The improved zaï — he put millet seeds in the pits as nicely — led to a tripling of his grain yield, permitting him to feed his household for 3 years, he instructed one interviewer in 2011.
By the 1990s, researchers in addition to farmers had been coming to review his strategies; Niger alone despatched 13 farmers. Fame for Mr. Sawadogo and journeys overseas adopted.

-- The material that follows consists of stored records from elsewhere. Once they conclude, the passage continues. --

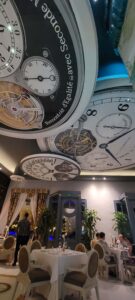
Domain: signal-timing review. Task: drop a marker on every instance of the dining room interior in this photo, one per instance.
(67, 149)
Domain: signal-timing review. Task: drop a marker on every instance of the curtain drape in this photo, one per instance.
(13, 203)
(41, 203)
(33, 206)
(20, 203)
(4, 214)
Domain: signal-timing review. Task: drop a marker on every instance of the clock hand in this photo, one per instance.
(113, 127)
(105, 147)
(110, 153)
(118, 137)
(23, 109)
(8, 49)
(40, 78)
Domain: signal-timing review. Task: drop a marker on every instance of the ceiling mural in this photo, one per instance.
(42, 65)
(60, 97)
(50, 167)
(103, 138)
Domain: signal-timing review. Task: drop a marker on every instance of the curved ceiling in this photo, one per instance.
(34, 98)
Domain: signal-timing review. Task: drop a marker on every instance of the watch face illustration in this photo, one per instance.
(11, 38)
(40, 76)
(71, 142)
(50, 167)
(110, 119)
(18, 108)
(42, 49)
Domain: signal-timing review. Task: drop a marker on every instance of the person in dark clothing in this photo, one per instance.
(23, 235)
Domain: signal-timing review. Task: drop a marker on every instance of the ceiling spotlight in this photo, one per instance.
(12, 50)
(9, 27)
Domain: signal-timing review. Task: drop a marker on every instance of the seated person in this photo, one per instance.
(109, 256)
(94, 241)
(123, 242)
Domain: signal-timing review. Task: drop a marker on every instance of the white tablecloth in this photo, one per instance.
(118, 252)
(57, 262)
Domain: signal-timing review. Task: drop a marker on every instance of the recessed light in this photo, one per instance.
(9, 27)
(12, 50)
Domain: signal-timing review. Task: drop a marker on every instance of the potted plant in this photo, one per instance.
(45, 225)
(121, 223)
(90, 219)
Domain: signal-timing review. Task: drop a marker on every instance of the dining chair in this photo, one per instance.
(83, 281)
(6, 251)
(35, 245)
(104, 265)
(37, 276)
(80, 247)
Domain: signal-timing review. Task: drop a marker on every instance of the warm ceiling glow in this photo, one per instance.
(7, 161)
(109, 173)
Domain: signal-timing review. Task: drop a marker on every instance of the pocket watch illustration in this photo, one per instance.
(73, 143)
(110, 119)
(40, 76)
(50, 167)
(11, 38)
(18, 108)
(46, 58)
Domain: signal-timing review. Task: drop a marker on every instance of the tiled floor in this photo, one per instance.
(115, 291)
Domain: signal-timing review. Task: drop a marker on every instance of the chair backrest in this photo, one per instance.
(99, 250)
(9, 243)
(24, 259)
(92, 263)
(80, 247)
(35, 245)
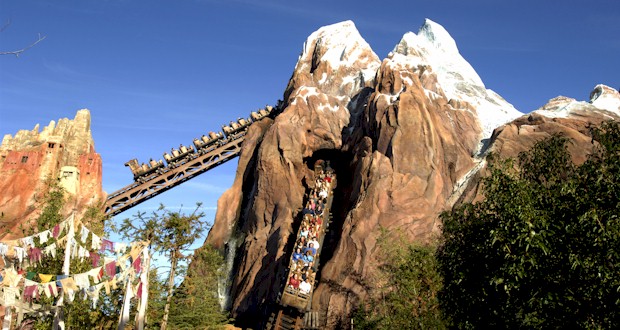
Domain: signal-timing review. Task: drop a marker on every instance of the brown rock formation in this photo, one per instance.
(403, 136)
(63, 151)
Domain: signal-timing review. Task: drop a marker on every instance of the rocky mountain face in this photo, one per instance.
(406, 136)
(62, 151)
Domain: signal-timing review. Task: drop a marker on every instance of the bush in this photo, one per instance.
(543, 249)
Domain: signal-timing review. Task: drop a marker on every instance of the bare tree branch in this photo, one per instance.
(20, 51)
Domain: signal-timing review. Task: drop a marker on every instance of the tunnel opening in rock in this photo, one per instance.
(342, 163)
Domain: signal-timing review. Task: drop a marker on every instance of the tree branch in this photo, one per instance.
(20, 51)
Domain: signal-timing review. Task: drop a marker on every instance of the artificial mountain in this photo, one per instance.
(407, 137)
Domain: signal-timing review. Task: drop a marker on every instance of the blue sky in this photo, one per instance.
(155, 74)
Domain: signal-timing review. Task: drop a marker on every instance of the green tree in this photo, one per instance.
(543, 248)
(79, 314)
(169, 233)
(407, 295)
(196, 304)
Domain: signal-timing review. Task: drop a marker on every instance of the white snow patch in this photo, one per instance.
(433, 46)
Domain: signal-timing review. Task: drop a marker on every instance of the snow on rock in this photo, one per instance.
(606, 98)
(337, 60)
(602, 98)
(433, 46)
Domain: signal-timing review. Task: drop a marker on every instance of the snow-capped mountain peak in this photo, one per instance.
(433, 46)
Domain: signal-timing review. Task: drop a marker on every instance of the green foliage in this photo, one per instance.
(79, 314)
(169, 233)
(543, 249)
(195, 303)
(408, 300)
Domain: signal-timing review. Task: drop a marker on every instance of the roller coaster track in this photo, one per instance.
(138, 192)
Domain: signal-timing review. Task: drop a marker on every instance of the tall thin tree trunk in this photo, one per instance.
(173, 266)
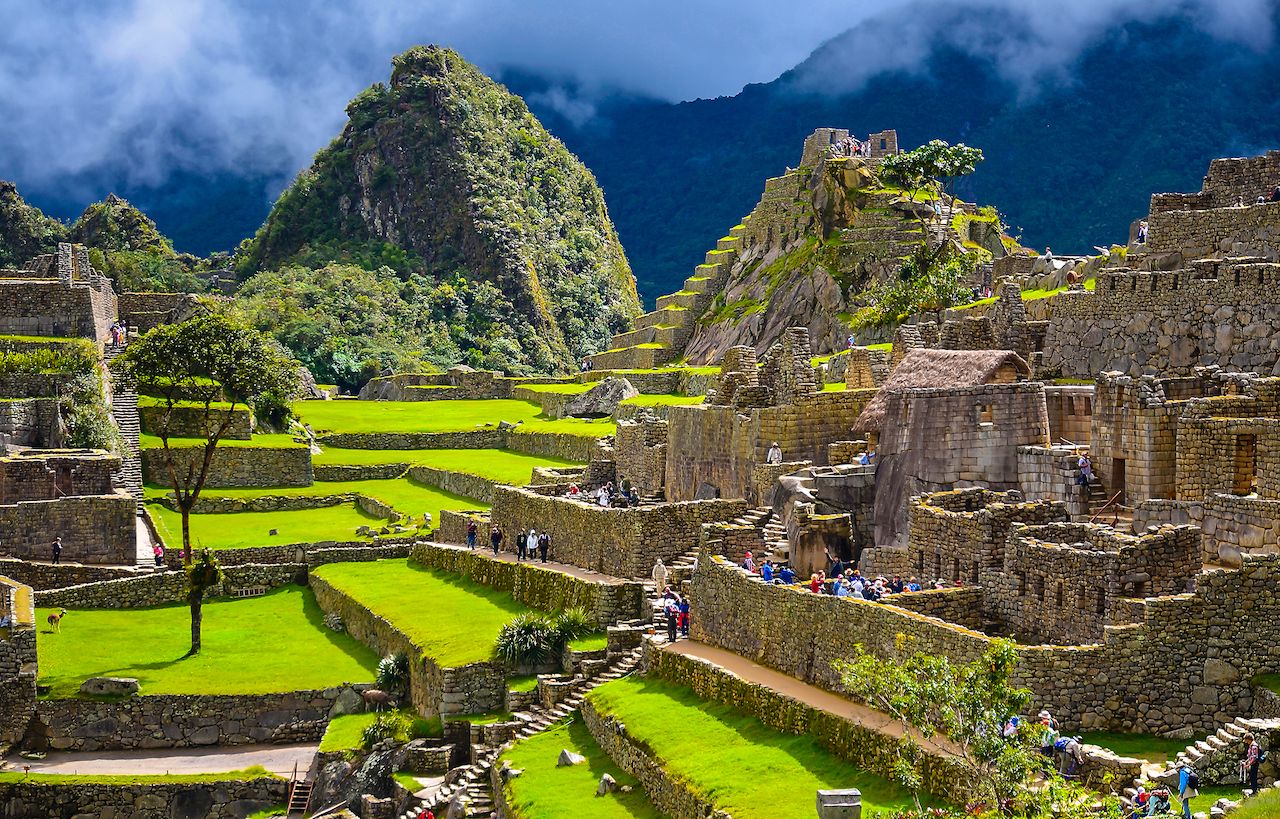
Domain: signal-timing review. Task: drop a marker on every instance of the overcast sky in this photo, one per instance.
(261, 86)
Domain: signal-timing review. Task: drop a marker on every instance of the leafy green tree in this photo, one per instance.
(960, 709)
(202, 573)
(211, 365)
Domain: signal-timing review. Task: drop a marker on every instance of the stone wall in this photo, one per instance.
(855, 742)
(938, 439)
(160, 588)
(234, 466)
(216, 799)
(538, 588)
(622, 543)
(184, 421)
(94, 529)
(474, 689)
(718, 447)
(1138, 321)
(183, 721)
(1210, 644)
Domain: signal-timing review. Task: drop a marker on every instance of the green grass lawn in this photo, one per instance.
(252, 529)
(152, 442)
(668, 401)
(256, 645)
(438, 416)
(731, 758)
(548, 792)
(499, 465)
(1137, 745)
(417, 600)
(243, 774)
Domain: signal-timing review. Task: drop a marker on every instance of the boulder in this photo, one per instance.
(602, 399)
(568, 758)
(110, 686)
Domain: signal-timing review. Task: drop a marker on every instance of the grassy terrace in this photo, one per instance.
(338, 522)
(498, 465)
(417, 600)
(438, 416)
(548, 792)
(257, 645)
(731, 758)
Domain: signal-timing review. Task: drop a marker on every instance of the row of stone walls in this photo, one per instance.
(622, 543)
(474, 689)
(456, 483)
(855, 742)
(94, 529)
(183, 721)
(160, 588)
(535, 586)
(233, 466)
(1210, 644)
(232, 799)
(191, 421)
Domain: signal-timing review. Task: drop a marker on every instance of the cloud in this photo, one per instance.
(137, 90)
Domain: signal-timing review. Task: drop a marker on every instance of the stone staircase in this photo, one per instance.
(662, 334)
(1216, 758)
(470, 788)
(124, 412)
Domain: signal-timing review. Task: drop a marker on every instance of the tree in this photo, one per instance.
(961, 709)
(202, 573)
(927, 175)
(206, 367)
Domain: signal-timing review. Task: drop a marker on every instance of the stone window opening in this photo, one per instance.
(1246, 475)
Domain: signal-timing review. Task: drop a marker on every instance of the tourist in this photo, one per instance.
(1188, 787)
(658, 573)
(1251, 762)
(1086, 467)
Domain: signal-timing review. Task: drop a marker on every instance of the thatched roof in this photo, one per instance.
(926, 367)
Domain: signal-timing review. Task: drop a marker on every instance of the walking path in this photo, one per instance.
(799, 690)
(278, 759)
(563, 568)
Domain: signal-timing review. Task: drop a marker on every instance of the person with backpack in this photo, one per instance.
(1188, 788)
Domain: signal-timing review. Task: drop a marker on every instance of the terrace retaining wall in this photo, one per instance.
(231, 799)
(535, 586)
(182, 721)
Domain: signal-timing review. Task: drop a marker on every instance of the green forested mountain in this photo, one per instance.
(490, 233)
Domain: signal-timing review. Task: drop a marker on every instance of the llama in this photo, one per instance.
(55, 620)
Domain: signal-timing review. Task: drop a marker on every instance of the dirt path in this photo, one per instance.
(799, 690)
(563, 568)
(275, 758)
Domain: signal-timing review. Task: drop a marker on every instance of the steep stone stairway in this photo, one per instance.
(469, 790)
(662, 334)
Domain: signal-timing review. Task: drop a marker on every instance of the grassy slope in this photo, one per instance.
(437, 416)
(731, 758)
(259, 645)
(252, 529)
(548, 792)
(498, 465)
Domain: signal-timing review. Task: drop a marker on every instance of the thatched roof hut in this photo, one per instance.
(927, 367)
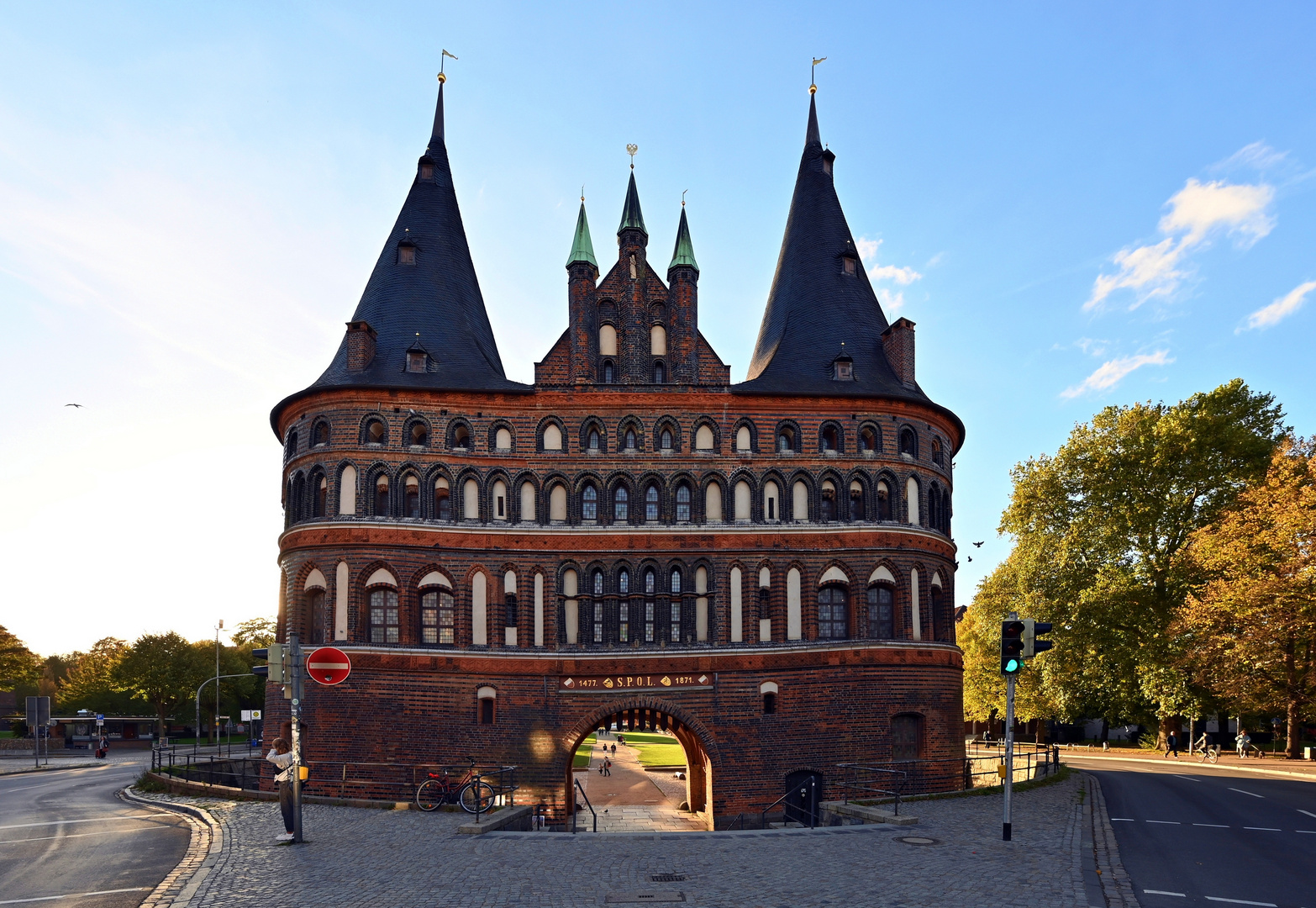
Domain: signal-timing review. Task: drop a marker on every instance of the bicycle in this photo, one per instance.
(470, 791)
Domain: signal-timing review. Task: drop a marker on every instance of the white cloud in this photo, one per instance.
(1113, 372)
(1281, 309)
(1197, 212)
(892, 300)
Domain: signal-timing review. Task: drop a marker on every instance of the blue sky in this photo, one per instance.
(1078, 205)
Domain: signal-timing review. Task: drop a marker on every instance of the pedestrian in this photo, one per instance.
(282, 758)
(1171, 745)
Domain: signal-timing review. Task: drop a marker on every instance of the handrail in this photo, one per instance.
(587, 805)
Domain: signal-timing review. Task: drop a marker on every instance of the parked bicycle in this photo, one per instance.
(470, 791)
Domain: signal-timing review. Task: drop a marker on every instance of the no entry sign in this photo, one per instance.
(328, 665)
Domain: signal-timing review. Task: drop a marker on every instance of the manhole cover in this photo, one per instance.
(918, 840)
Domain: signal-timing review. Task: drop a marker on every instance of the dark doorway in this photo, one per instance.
(803, 795)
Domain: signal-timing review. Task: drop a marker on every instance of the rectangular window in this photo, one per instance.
(383, 616)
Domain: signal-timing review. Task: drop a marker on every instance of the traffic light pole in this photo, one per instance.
(1009, 752)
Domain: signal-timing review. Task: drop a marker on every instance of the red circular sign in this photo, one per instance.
(328, 665)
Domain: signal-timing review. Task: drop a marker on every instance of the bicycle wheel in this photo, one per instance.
(429, 795)
(476, 796)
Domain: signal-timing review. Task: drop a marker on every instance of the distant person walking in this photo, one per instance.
(282, 758)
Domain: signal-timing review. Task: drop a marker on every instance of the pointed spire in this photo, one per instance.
(685, 251)
(582, 249)
(630, 214)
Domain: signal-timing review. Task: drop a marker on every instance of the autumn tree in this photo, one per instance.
(1250, 633)
(1100, 531)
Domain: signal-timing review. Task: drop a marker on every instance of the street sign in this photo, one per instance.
(328, 665)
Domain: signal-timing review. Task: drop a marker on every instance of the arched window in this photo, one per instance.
(411, 496)
(881, 612)
(828, 503)
(855, 500)
(383, 616)
(442, 503)
(437, 617)
(908, 442)
(834, 602)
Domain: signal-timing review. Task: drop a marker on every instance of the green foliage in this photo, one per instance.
(1100, 533)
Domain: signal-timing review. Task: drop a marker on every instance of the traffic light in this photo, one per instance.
(1032, 647)
(1011, 647)
(274, 670)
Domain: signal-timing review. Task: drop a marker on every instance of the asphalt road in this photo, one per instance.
(63, 833)
(1194, 835)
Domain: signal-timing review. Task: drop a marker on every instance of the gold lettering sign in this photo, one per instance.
(669, 682)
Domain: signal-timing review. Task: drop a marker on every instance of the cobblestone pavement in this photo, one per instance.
(366, 857)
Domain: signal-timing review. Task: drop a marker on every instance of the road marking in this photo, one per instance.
(83, 895)
(112, 832)
(60, 823)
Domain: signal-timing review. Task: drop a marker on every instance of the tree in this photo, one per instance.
(165, 670)
(1250, 633)
(18, 665)
(1100, 531)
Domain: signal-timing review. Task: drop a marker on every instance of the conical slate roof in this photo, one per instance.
(815, 304)
(437, 298)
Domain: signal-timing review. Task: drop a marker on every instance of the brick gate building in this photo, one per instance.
(765, 568)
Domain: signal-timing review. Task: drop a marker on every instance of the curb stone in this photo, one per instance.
(203, 852)
(1116, 884)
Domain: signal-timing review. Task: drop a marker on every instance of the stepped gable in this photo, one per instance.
(437, 298)
(821, 299)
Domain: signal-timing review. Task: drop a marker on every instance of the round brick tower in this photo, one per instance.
(762, 568)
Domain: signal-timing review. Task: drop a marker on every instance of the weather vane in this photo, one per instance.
(813, 84)
(441, 77)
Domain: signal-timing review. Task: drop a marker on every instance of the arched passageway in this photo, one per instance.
(650, 716)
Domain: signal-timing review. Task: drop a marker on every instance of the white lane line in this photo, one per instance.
(112, 832)
(83, 895)
(60, 823)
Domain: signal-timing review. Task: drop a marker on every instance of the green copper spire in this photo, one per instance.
(685, 251)
(630, 214)
(582, 251)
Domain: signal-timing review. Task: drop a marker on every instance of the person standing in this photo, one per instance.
(282, 758)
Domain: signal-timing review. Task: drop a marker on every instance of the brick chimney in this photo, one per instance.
(361, 345)
(898, 344)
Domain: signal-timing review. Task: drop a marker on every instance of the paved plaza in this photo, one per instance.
(371, 857)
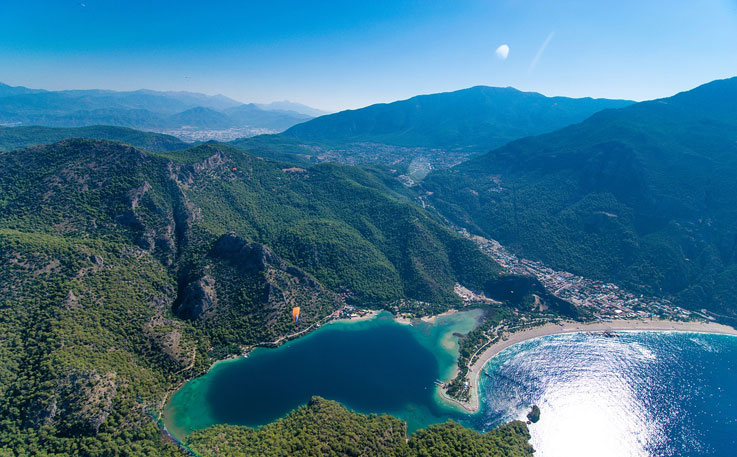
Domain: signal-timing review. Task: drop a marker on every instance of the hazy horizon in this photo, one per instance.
(348, 56)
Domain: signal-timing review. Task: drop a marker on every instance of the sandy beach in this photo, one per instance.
(508, 340)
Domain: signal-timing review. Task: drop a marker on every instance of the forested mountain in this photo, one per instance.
(21, 137)
(124, 272)
(141, 109)
(326, 428)
(644, 195)
(475, 119)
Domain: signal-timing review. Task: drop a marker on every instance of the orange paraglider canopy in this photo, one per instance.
(295, 314)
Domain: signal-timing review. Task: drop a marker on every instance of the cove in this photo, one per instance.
(372, 366)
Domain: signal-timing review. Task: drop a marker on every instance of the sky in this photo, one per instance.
(340, 55)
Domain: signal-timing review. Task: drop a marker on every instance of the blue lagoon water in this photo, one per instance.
(375, 366)
(636, 394)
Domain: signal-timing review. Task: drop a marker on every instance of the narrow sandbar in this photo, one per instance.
(510, 339)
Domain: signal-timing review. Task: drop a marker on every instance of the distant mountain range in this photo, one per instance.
(141, 109)
(474, 119)
(644, 195)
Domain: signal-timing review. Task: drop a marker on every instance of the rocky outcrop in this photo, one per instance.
(79, 405)
(198, 300)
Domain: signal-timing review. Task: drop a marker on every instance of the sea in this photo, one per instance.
(631, 394)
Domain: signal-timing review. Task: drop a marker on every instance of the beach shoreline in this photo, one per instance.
(617, 325)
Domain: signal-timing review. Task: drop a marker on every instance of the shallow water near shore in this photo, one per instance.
(636, 394)
(373, 366)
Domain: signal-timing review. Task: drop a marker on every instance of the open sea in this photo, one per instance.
(635, 394)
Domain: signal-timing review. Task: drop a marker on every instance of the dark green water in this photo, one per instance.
(375, 366)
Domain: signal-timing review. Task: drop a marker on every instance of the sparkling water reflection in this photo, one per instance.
(637, 394)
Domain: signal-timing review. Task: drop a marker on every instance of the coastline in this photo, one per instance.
(510, 339)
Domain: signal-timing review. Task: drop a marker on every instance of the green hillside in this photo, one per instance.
(21, 137)
(326, 428)
(474, 119)
(126, 272)
(645, 195)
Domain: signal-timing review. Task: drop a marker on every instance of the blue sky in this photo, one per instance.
(337, 55)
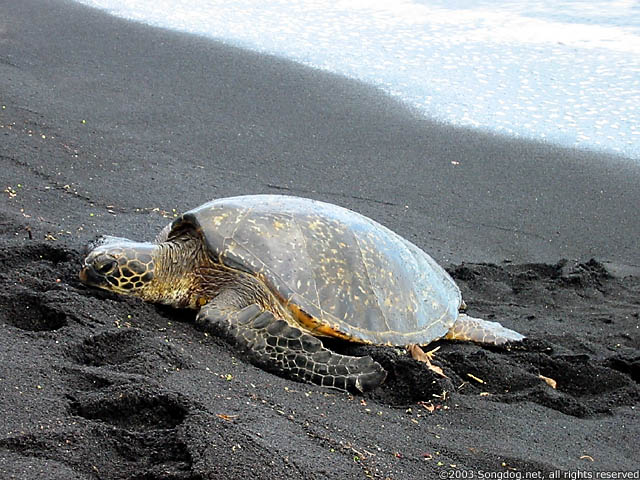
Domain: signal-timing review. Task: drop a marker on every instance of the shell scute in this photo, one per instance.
(344, 270)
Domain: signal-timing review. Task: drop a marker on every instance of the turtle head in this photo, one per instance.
(119, 265)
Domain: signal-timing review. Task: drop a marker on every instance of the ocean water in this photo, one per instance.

He participated in a United Nations COP convention on local weather change and testified earlier than congressional staffers in Washington.
“He was a bit like the trees he wanted to protect, simple and accessible,” Luc Damiba, a honey producer and movie competition director in Burkina Faso, mentioned in an interview.
After the final fireplace, at the urging of Burkina residents, the authorities constructed a fence round Mr. Sawadogo’s forest, Mr. Reij mentioned.
In addition to his son Loukmane, Mr. Sawadogo is survived by his three wives, Safiata, Khaddar Su and Raqueta, and his 26 different youngsters.
“He managed to find resources to stand up to drought,” mentioned Mr. Gnacadja. “That’s called adaptation.”
Hervé Taoko contributed reporting from Ouagadougou.